Именно потому, что он так много знает, так остро воспринял все крики и боли человечества, ему слишком есть что рассказать, и этим объясняется то лихорадочное, спешащее многословие, которое отличает его страницы. Только с внешней стороны это свойство его писаний может быть отнесено просто к архитектонической неумелости, к недисциплинированности его торопливого пера, но более глубокое основание здесь заключается как раз в том, что ему надо высказаться, раскрыть до конца свою чрезмерно содержательную душу. И вот он задыхается в словах, он ищет все новых и новых, часто употребляет превосходную степень прилагательных, комбинирует фразы в необычных сочетаниях – он говорит, говорит, он так много слов произнес на своем страдальческом веку, и еще больше осталось у него невысказанными. Усиленный, горячечный темп внутренней жизни, неисчерпаемость мысли и чувства он от себя уделяет и своим героям, так что опять и опять увлекает читателя в горячий водоворот исступления и отчаяния.
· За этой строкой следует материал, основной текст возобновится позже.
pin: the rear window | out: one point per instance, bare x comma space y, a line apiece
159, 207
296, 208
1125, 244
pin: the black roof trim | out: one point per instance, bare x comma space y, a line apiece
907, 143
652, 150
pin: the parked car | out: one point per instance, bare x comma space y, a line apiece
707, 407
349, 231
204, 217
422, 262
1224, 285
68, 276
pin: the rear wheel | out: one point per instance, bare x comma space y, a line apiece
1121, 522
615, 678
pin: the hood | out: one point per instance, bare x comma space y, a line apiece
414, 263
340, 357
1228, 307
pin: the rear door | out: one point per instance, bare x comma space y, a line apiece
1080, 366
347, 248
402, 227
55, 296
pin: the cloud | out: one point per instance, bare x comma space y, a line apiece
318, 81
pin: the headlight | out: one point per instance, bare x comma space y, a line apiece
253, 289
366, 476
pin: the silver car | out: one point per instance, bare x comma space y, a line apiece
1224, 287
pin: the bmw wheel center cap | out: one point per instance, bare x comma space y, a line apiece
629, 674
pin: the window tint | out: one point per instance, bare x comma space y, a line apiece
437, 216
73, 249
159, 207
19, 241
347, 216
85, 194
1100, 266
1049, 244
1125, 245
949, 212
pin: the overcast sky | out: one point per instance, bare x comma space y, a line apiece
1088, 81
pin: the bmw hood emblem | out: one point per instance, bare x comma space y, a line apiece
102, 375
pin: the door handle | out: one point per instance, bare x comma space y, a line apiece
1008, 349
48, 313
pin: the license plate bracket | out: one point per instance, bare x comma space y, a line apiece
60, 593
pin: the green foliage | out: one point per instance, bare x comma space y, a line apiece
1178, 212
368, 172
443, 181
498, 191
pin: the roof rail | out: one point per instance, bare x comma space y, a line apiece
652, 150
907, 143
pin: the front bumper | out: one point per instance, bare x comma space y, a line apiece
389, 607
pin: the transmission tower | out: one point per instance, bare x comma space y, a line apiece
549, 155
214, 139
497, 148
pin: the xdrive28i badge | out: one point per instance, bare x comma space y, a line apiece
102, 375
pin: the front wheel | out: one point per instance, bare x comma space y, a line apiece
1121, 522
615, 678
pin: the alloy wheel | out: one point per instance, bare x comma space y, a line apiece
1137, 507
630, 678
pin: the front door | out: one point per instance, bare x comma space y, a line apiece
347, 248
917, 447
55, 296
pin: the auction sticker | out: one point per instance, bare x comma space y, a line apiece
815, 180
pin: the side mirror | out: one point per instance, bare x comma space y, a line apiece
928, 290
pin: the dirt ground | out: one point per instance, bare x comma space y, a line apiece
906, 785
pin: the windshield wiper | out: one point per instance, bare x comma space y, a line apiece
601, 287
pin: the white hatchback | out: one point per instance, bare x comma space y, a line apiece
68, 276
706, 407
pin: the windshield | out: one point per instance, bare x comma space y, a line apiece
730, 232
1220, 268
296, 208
Еще и потому говорят у Достоевского много, что говорят многие. Так как – мы уже это знаем – все его сочинения дают лишь панораму его души, в людях и событиях выражают ее мрачно-роскошную сущность, го ему и нужны многочисленные лица, для него не существует персонажей маловажных. Он и создает живой узел человеческих сердец, клубок душ, и связывает переплетающимися болезненными нитями очень различных и, по-видимому, далеких друг от друга людей. Кого раз он захватит в это человеческое сплетение, кто однажды попадется в шестерню его интриги, тот уже никогда из нее не выпадет. И опять это не просто техника, искусная разработка людского узора, – нет, его герои внутренне влекутся один к другому; они как бы намагничены друг для друга, «одного безумия люди», и каждый ищет каждого на всех перекрестках мира, и вдруг они оказываются живущими на одной квартире или неожиданно встречаются на улицах, на площадях, в поезде железной дороги. Мудрый идиот прямо из вагона попал в жизнь, в петербургские гостиные, и – уж кончено, уж ни один посетитель их не избегнет его на своей жизненной тропе. В мире человеческом нет параллельных линий; в трагическом хороводе людей всякому есть дело до всякого, все перекрещивается. Больная общительность заставляет их исповедоваться друг перед другом, и даже свои романы проделывают они на людях, даже при любовном объяснении чаще бывают трое, чем двое, и стреляются они в обществе – по крайней мере, в чьем-нибудь присутствии. Они не дорожат уединением и охотно высказываются. Они бесконечно разговаривают – на десятках страниц, и каждый разговор страшно значителен, представляет собою грозное событие: не о погоде говорят у Достоевского. Но эти обильные речи и реплики по самому существу дела не могут все-таки разрушить непроницаемость чужого сознания, осветить душевные потемки, и оттого все усилия прилагаются к тому, чтобы одержать эту победу над природой, войти соглядатаем в другую душу. Недаром у Достоевского так часто подслушивают за дверями, и даже люди хорошие, – не до этики тогда. Недаром его интересует сыщик, который живет во многих его героях, и почти все они – хорошие психологи. И потому же разговор у него обыкновенно – пытка или, по меньшей мере, испытание; не психологическая ли игра в кошки и мышки – беседа следователя с Раскольниковым? У Гоголя есть выражение «чокнуться сердцами»; это можно найти и у Достоевского, но более типичны для него встреча-столкновение, разговор-разлад.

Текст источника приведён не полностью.